Simply put. Remove boars.
All of them, every single last damnable boar, remove them.
Especially Pugots.
And to further appease me, in every spot where a boar was found, place some bloodstained earth and bones, to show me they died a grizzly death without mercy.
And add NPCs to distribute bacon, sausage and ham related food items. Make it an event, festival of the pig or something, in which we celebrate our liberation from these tyrannical snout-nosed abominations of hell.
PLEASE KILL ALL THE PIGS! - 豚のホロコーストを行ってください。
These are the worst thing of all the worst things ever in all of the video games... ever... EVER.
They're worse than Vaan (FFXII), Quina (FFIX) and Starcade (FFXI) combined. Ever.

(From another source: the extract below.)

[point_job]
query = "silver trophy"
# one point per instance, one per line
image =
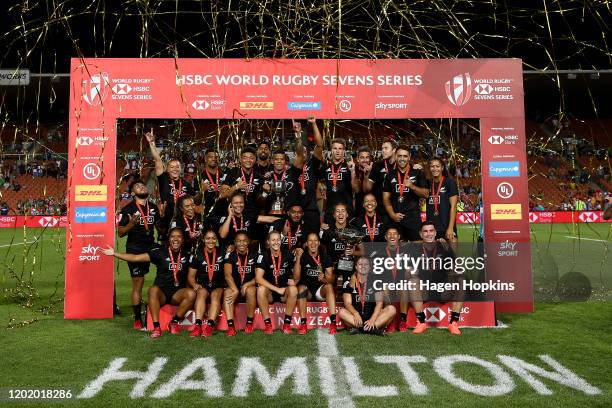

They make me want to set my skin on fire, so I can feel something other than the anguish and despair these pork-bellied douche bags wreak on humanity. And when I finally did set myself on fire, it didn't work. I have become numb to all misery, except that perpetuated by these raging alcoholic child molester pigs that troll the world by chilling in gauntlets or raptors and hanging with their drake buddies.
Also, seared human flesh smells eerily similar to bacon. More fuel to my rage.
So I'm sitting here, waiting for this Pugot to face the right direction so I can start another blind blitz past it, the raptors and the other two Pugots around the bend, hoping they're all facing the right direction... and if they are, hopefully the Drake and Salamander across the bridge are off to the side enough I can keep racing by... and hopefully there are no more Pugots beyond that bridge... but I'm sure there are... There are always more Pugots... just like there are always more Pugots, just like there are always more parasitic micro-organisms that'll devour our brains from the inside out or makes us bleed uncontrollably from our rectums as we feel life slip away from our bodies.
One last thing I hate about Pugots... how their heads twitch from side to side. It's like they're telling me "no, you shall not pass". It just makes me wish my character had some sort of blunt, metal object, like a cudgel, or a solid steel table leg, or a railroad hammer. The fantasy plays out that each and every truffle hog has been immobilzed by having their tendons slice with a rusty fishing knife. The truffle hog looks up at me, with pleading eyes, but I respond by shaking my head in the same manner in which they torment me. Then, with one swift and decisive motion, I lower my crude instrument down upon their skulls, the result of which is a deafening crack, and the contents spill out onto the Twelveswood Floor. Repeat ad nauseum.
I'm not really this disturbed. This is just what I have been reduced to because of Pugots. And I'm sure I'm not the only one.
So again, Yoshi-P, Dev. Team... I appeal to you. Please, please remove these menaces, and bring balance back to our collective sanity.